You might be somewhat amazed at how little pressure it actually takes to fret a string, even with steel strings. Try fretting a string this way:   touch the string just behind the fret as usual, but don't press it down. Play the string with the right hand. You should get a sort of dead "thubb" sound. Keep plucking the string, and gradually increase the pressure until the string lightly contacts the fret, and continuing plucking the string and increasing the pressure with your left hand finger until the tone becomes clear. Once it's clear, don't increase the pressure any more. That's it. That's all you need. Much less than you might think. Probably very much less that you've been using up 'til now.

Try to feel the tension drain out of your fingers. Keep them relaxed almost to the point of being floppy. Then use only as much pressure as is absolutely necessary to get a clear sound out of the string. And when you lift a finger to move it somewhere else, let the tension drain out of it until you actually need to apply pressure again.
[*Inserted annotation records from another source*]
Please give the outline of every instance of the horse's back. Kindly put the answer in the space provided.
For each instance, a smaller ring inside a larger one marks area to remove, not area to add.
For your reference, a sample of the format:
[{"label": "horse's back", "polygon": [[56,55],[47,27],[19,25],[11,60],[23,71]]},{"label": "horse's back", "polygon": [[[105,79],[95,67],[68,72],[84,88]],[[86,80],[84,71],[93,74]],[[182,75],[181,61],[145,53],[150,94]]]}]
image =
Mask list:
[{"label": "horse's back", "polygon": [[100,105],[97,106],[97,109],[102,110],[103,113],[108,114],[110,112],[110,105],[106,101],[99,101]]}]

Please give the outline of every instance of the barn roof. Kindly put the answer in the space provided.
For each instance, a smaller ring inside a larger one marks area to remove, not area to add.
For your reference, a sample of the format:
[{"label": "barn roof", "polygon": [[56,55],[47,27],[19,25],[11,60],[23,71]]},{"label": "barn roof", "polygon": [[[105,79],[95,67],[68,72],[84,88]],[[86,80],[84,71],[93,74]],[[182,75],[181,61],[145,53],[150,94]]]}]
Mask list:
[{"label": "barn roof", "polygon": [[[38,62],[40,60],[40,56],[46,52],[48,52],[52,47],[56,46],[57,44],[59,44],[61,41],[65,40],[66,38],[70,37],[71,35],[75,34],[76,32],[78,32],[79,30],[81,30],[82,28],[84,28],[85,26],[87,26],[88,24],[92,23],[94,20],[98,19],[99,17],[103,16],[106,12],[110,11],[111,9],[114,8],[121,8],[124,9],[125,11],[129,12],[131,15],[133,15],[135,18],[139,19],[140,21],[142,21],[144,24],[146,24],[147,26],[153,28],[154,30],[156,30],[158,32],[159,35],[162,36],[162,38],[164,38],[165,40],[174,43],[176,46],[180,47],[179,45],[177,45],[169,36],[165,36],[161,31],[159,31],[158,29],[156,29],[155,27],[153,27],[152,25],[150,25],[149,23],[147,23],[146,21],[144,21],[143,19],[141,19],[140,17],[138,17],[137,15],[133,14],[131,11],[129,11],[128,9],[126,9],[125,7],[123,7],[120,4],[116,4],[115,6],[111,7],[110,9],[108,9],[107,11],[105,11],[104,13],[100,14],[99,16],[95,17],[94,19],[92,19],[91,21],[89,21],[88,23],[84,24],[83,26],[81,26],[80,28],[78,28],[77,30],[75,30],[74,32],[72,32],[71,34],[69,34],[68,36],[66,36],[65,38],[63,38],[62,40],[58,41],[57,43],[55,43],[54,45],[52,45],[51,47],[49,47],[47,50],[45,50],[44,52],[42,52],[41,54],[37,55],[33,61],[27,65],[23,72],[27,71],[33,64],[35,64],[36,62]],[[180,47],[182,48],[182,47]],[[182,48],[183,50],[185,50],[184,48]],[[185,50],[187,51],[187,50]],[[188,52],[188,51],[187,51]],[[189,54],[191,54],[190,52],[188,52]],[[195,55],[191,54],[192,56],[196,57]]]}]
It will take a bit of practice (Oh, horrors! That word again!) to get the feel of this, but it will really be worth it to not work so hard. This is the key to being "light-fingered" and fast on a guitar fingerboard.

Don Firth

P. S. Just for your amusement and amazement. Be sure to scroll down past the picture of Richard Yates clowning it up and take a look at the photo of Ida Presti doing the stretch for real. I met her once when she and her husband, Alexandre Lagoya, were in Seattle on a concert tour. She was a fairly small woman, about five foot three or so, and her hands were not all that big. Twang!